Make is really interesting, but maybe not always practical for home improvement stuff (but sometimes!)
posted by echo0720 at 1:18 PM on December 14, 2005

Oh, and budget living sometimes also has DIY stuff.
posted by echo0720 at 1:18 PM on December 14, 2005

RE: ReadyMade suscriptions
posted by clunkyrobot at 1:29 PM on December 14, 2005

Another vote for the Family Handyman. Great detailed projects building useful things.
posted by fhqwhgads at 2:27 PM on December 14, 2005

Family Handyman is really well produced, although they tend to stick to the same sorts of projects over and over again -- it seems to be more of an introductory thing, or maybe they just have a lot of subscription turnover as people get more advanced (or bored).

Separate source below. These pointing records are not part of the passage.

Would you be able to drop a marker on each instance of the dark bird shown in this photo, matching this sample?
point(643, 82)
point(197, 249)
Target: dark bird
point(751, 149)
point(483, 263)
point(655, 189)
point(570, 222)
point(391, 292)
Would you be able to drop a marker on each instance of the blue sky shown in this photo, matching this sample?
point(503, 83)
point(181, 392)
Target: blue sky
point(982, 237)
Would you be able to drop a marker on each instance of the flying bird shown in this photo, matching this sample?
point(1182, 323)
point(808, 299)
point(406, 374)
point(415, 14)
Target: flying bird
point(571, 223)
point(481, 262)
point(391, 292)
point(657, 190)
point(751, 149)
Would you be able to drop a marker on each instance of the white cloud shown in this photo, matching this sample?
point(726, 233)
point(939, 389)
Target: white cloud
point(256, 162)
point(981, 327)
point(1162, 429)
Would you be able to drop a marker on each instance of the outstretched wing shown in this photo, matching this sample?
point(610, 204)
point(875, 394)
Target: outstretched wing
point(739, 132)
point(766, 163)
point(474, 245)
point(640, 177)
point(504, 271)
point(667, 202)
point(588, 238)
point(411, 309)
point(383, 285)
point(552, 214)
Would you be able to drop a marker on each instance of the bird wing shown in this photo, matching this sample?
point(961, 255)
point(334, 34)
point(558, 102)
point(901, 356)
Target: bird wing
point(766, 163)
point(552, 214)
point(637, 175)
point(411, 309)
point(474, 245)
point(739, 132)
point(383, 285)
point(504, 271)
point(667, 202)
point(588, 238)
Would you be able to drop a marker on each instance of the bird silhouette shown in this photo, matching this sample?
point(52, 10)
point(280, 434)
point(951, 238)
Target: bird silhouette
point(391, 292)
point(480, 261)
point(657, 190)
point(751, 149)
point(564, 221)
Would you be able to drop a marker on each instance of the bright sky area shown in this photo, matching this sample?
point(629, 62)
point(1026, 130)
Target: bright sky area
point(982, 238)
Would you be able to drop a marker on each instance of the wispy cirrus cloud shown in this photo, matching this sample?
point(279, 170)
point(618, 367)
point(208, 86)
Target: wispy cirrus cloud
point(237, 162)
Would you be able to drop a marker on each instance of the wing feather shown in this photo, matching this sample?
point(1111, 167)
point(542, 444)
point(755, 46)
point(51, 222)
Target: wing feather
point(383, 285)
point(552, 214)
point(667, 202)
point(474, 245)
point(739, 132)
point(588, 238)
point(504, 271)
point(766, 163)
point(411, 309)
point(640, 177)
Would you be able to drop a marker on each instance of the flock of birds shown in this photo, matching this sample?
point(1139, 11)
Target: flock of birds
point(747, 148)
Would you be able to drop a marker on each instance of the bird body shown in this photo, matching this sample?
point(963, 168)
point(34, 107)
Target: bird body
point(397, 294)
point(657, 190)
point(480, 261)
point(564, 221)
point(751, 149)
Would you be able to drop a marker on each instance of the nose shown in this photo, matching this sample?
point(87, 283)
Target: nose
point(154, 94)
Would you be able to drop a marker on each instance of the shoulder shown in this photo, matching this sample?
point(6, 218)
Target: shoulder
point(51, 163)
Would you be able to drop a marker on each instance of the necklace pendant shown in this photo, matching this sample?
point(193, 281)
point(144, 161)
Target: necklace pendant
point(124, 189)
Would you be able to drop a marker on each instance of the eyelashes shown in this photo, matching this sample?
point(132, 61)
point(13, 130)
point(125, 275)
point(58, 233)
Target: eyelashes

Old House Journal is simply a treasure trove. The articles cover different architectural styles and eras, and often detail very specific problems someone had, rather than focusing on "it's spring, let's build a porch". This is one that will be useful for years to come. Your friend may want to check if a local historical society or preservation committee has back issues. There's a comprehensive index you can get somewhere.

I will, by the way, advise against any use of the Handyman Club of America and their magazine Handy. The mag was fine, and the project-oriented books that you can get from HCA are decent enough as well, but the company seems to exist largely to push the crap at you, and the books are a negative-option thing with your "membership". My brother had a problem with his a few years ago, then we had a problem -- one book was sent back, with the paperwork misplaced, and it took months to get credited; then a video disappeared in transit and we were billed for it, wouldn't pay, so the books stopped coming.

Books I can recommend are the Time-Life series including their Complete Home Improvement Manual (getting a bit out of date) and the various Home Repair and Improvement series volumes (updated in the 90s). All are out of print (victim of the AOL merger). You can get them for a buck or so on Amazon. I guarantee he'll find them useful far beyond what you spend on them.

Taunton is top-rate: for books I'd recommend anything in their Build Like a Pro series, such as Building a Shed (or Deck). Up-to-date, superb, lots of photos, discussion of code and they give you options.

Reader's Digest has the New Complete Do-It-Yourself Manual, which covers home repairs landscape similar to the Time-Life book above, and the New Fix-It-Yourself Manual, which is more about appliances and household maintenance. The latter, especially, is invaluable for any first-time homeowner; the first is great for anyone contemplation renovations.